March 19, 2012
On 2012-03-19 09:17, Johannes Pfau wrote:
> Am Sun, 18 Mar 2012 22:06:41 +0100
> schrieb Jacob Carlborg<doob@me.com>:

> Yes, but OSX still uses emulated tls. With the way dmd emulates TLS
> it's possible to remove __tls_beg and __tls_end, but for native TLS
> those symbols are still needed. However, as the runtime linker (ld.so)
> has got the necessary information, it's possible that OSX even offers a
> API to access it. It's just that most C libraries don't provide a way to
> get the TLS segment sizes and the (per thread) addresses of the TLS
> blocks.

The dyld library on Mac OS X provides access to segments and sections. But since the dynamic loader needs can get this information it should be possible for other applications to get this information as well?

Just walk through the object file and find the necessary segments?
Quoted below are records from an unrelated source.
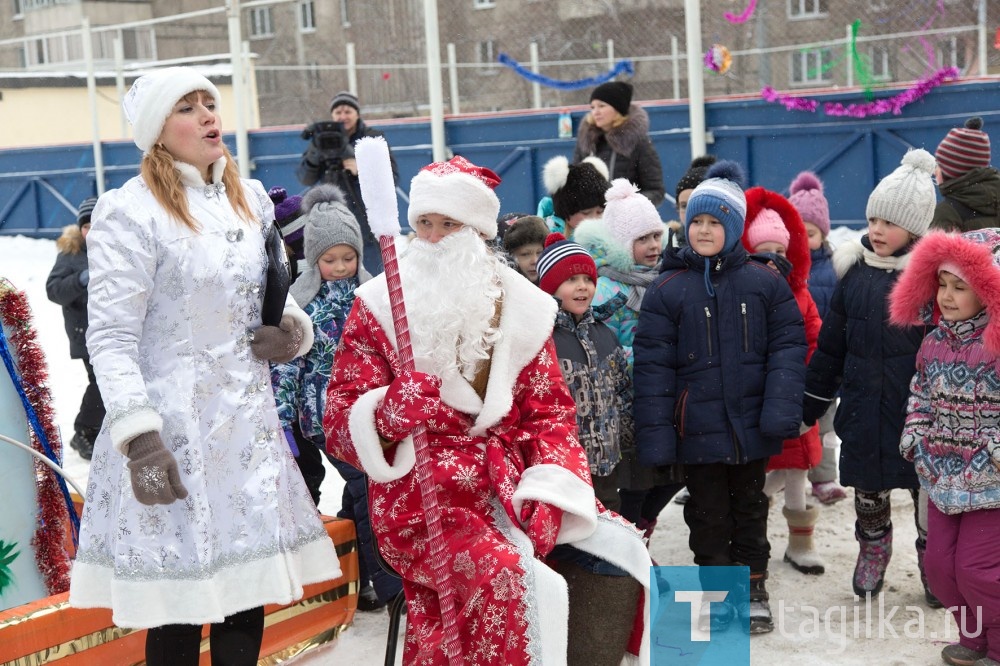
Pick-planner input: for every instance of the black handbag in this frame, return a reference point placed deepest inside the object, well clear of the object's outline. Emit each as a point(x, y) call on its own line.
point(277, 279)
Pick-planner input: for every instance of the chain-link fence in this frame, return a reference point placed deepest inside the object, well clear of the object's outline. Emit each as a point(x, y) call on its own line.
point(301, 52)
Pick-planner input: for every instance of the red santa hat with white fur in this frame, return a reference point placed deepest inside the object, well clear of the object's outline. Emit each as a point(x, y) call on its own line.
point(973, 256)
point(457, 189)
>> Mac OS X 10.7 + supports TLS natively. But I don't know where to find
>> documentation about it. It always possible to look at the source code.
>>
>
> Then it's probably already supported by GCC/GDC. But having working
> emulated TLS would be nice for many other architectures. Native TLS is
> not that widespread.

Yeah, don't know about GCC though, Apple cares less and less about GCC and putting all their effort in to LLVM and Clang. Ok, I didn't know how widespread TLS was.

-- 
/Jacob Carlborg
March 19, 2012
Am Mon, 19 Mar 2012 09:22:01 +0000
schrieb Iain Buclaw <ibuclaw@ubuntu.com>:

> On 19 March 2012 08:15, Johannes Pfau <nospam@example.com> wrote:
> >
> > * Our own, emulated TLS support is implemented in GCC. This means
> > it's also used in C, which is great. Also GCC's emulated tls needs
> >  absolutely no special features in the runtime linker, compile time
> >  linker or language frontends. It's very portable and works with all
> >  weird combinations of dynamic libraries, dlopen, etc.
> >  But it has one quirk: It doesn't allocate TLS memory in a
> > contiguous way, every tls variable is allocated using malloc. This
> > means we can't pass a range to the GC for the tls variables. So we
> > can't support this emutls in the GC.
> >
> 
> As far as my thought process goes, the only (implementable in the GDC frontend) way to force contiguous layout of all TLS symbols is to pack them up ourselves into a struct that is accessible via a single global module-level variable.  And in the .ctor section, the module adds this range to the GC.  This should be enough so it also works for shared libraries too, however I'm sure there is quite a few details I am missing out on here that would block this from working. :)
> 

Good idea, I should have thought about that. I can't think of a reason why it wouldn't work and it should be quite fast as well.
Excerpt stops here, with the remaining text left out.